Interventional Cardiology, Vascular and Endovascular Medicine, Piedmont Heart Institute, 275 Collier Road Suite 500, Atlanta, GA, 30309, USA.
Curr Treat Options Cardiovasc Med. 2016 Aug;18(8):53. doi: 10.1007/s11936-016-0473-7.

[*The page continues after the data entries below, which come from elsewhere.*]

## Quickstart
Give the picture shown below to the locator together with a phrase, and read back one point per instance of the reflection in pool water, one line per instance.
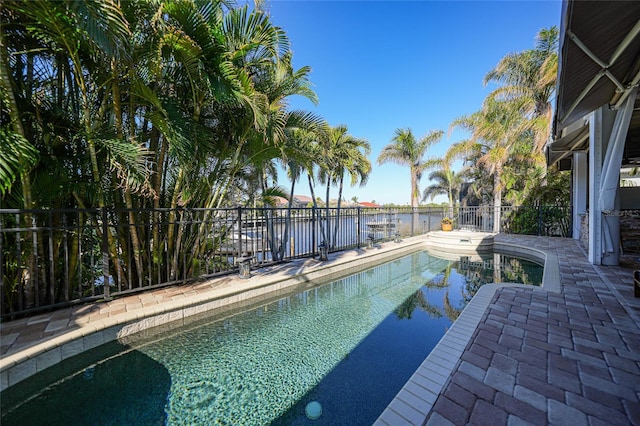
(349, 345)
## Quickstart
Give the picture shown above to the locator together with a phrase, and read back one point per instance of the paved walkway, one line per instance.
(536, 357)
(568, 358)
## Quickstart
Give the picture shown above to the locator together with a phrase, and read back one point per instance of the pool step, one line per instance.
(460, 241)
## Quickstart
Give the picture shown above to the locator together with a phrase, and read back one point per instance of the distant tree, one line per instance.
(406, 150)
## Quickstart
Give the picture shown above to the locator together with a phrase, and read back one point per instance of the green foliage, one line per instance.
(18, 156)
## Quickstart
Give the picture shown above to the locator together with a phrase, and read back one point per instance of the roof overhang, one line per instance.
(599, 64)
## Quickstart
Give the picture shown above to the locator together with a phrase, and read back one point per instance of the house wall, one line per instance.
(629, 198)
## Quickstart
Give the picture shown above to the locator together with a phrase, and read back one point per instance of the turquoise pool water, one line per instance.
(350, 345)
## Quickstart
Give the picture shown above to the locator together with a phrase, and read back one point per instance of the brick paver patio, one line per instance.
(569, 358)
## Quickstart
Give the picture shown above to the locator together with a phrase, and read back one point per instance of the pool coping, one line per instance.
(20, 365)
(24, 363)
(413, 403)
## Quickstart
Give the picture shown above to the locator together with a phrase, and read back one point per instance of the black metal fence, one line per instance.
(54, 258)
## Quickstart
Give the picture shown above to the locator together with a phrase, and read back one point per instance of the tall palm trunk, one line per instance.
(329, 243)
(497, 199)
(117, 110)
(315, 205)
(414, 200)
(25, 179)
(336, 225)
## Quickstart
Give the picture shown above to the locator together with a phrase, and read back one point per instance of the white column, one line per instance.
(580, 179)
(600, 126)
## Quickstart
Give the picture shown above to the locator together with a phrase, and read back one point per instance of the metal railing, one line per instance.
(54, 258)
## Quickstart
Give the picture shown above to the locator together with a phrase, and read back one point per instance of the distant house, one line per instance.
(280, 202)
(368, 204)
(302, 201)
(596, 128)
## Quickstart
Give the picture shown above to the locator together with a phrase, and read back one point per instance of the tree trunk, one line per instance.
(336, 225)
(497, 201)
(414, 201)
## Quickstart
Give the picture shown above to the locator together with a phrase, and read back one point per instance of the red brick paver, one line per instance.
(546, 358)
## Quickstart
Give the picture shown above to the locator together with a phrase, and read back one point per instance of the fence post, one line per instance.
(105, 255)
(314, 231)
(358, 224)
(239, 232)
(539, 220)
(413, 221)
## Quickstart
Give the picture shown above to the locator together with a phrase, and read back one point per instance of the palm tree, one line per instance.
(530, 76)
(405, 150)
(340, 154)
(495, 130)
(446, 182)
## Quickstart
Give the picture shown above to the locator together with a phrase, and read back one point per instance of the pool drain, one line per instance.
(313, 410)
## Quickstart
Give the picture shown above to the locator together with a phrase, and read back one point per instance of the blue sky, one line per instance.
(382, 65)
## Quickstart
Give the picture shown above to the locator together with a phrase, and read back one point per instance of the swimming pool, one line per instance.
(350, 345)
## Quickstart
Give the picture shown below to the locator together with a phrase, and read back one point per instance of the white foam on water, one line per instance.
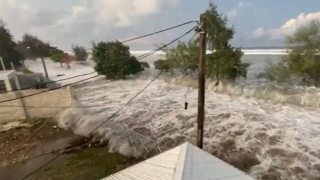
(284, 137)
(281, 136)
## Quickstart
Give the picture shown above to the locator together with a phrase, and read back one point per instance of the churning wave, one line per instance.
(274, 139)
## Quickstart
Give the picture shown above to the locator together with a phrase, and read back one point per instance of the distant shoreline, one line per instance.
(245, 51)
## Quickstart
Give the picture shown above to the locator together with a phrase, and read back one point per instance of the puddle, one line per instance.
(18, 171)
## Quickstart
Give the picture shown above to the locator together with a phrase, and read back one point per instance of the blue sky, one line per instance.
(66, 22)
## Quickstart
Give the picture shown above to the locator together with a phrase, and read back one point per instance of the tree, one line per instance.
(302, 64)
(225, 61)
(113, 59)
(182, 57)
(162, 64)
(34, 48)
(62, 58)
(8, 49)
(57, 58)
(144, 65)
(80, 52)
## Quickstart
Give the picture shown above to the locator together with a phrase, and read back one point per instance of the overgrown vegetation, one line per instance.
(223, 63)
(114, 61)
(90, 163)
(26, 71)
(8, 48)
(302, 65)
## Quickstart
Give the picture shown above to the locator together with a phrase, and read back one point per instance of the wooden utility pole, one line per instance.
(202, 76)
(44, 66)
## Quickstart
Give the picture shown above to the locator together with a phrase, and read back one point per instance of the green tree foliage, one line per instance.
(113, 59)
(58, 58)
(32, 47)
(80, 52)
(183, 57)
(8, 48)
(223, 63)
(302, 65)
(225, 60)
(162, 64)
(145, 65)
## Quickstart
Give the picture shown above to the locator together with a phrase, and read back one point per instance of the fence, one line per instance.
(56, 98)
(31, 80)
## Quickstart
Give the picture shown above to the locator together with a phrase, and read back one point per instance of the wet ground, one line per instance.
(25, 149)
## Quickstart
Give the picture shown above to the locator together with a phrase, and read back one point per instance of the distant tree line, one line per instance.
(114, 61)
(223, 63)
(302, 64)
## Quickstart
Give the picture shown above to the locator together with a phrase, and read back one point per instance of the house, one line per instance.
(184, 162)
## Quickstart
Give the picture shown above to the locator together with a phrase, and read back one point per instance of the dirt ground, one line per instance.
(25, 149)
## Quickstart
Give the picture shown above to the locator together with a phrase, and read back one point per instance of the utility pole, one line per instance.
(40, 49)
(201, 80)
(44, 66)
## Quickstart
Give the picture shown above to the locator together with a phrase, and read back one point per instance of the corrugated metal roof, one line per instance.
(185, 162)
(5, 74)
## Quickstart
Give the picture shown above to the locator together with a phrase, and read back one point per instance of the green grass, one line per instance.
(90, 163)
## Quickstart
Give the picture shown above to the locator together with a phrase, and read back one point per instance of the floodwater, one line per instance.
(280, 126)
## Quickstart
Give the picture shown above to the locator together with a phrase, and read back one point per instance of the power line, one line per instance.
(128, 40)
(110, 117)
(147, 54)
(139, 58)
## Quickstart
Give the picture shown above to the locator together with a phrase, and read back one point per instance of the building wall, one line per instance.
(30, 80)
(56, 98)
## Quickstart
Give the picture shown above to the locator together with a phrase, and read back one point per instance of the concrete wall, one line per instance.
(56, 98)
(30, 80)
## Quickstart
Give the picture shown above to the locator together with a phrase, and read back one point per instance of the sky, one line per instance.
(66, 22)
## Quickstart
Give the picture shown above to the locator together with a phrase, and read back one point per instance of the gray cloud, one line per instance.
(80, 22)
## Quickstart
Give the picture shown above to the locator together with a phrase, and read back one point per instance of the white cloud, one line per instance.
(81, 21)
(233, 13)
(287, 28)
(243, 4)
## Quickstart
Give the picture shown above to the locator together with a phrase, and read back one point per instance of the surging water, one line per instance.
(281, 139)
(284, 138)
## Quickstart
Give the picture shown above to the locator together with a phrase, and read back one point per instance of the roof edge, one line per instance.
(178, 175)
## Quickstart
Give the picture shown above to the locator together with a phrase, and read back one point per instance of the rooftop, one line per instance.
(184, 162)
(6, 74)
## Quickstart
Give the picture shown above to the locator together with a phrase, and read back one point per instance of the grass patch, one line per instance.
(90, 163)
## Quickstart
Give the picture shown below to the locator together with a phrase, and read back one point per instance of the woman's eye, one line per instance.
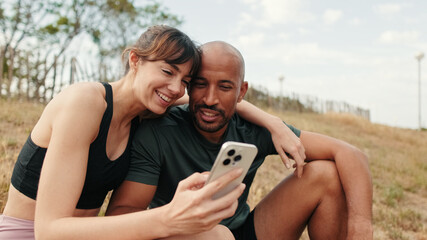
(186, 83)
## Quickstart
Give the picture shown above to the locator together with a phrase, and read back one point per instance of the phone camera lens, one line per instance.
(231, 152)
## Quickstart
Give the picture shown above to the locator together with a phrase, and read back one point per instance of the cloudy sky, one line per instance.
(361, 52)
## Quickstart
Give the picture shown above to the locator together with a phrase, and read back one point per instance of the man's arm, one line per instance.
(130, 197)
(285, 141)
(353, 170)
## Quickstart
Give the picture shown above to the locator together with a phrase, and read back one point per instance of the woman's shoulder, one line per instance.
(88, 94)
(88, 99)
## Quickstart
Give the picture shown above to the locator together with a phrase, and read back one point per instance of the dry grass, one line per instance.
(398, 161)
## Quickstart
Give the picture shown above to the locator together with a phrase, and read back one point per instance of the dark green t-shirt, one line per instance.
(169, 149)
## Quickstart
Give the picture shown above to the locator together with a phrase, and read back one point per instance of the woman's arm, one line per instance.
(74, 127)
(285, 141)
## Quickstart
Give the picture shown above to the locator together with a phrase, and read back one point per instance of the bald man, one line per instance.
(333, 197)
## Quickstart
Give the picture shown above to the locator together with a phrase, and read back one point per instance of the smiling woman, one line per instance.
(79, 148)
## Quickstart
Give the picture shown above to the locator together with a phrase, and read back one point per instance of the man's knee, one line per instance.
(324, 173)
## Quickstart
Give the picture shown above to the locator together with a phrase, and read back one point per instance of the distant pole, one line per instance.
(281, 78)
(419, 57)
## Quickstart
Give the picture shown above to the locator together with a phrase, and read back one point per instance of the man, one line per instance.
(333, 197)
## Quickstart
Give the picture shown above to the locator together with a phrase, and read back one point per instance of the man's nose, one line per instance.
(211, 97)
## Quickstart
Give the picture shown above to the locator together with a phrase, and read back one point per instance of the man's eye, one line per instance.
(197, 84)
(186, 83)
(167, 71)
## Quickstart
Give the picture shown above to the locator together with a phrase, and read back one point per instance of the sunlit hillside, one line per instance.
(398, 161)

In ST-segment elevation myocardial infarction (STEMI), interventional cardiologists must move quickly to safely re-establish blood flow while choosing an antithrombotic to preclude wire thrombosis, aid in the restoration of flow, minimize thrombus propagation, and reduce the risk of stent thrombosis. Currently, operators have a choice between heparin and bivalirudin with the possible addition of glycoprotein IIb/IIIa inhibitors (GPIs). Prior studies have shown that bivalirudin use lowers rates of bleeding, but with a clear risk of acute stent thrombosis. Recent studies have examined this question in the modern era of radial access and newer antiplatelet agents. Despite these studies, there remains a question regarding which antithrombotic agent is to be selected in STEMI.
在ST段抬高型心肌梗死(STEMI)中,介入心脏病学家必须迅速采取行动,以安全地重新建立血流,同时选择一种抗栓药物来预防导丝血栓形成、辅助血流恢复、尽量减少血栓传播并降低支架血栓形成的风险。目前,操作者可以在肝素和比伐卢定之间进行选择,也可能会加用糖蛋白IIb/IIIa抑制剂(GPIs)。先前的研究表明,使用比伐卢定可降低出血发生率,但存在急性支架血栓形成的明确风险。最近的研究在桡动脉通路和新型抗血小板药物的现代时代对这一问题进行了探讨。尽管有这些研究,但在STEMI中选择哪种抗栓药物仍然是一个问题。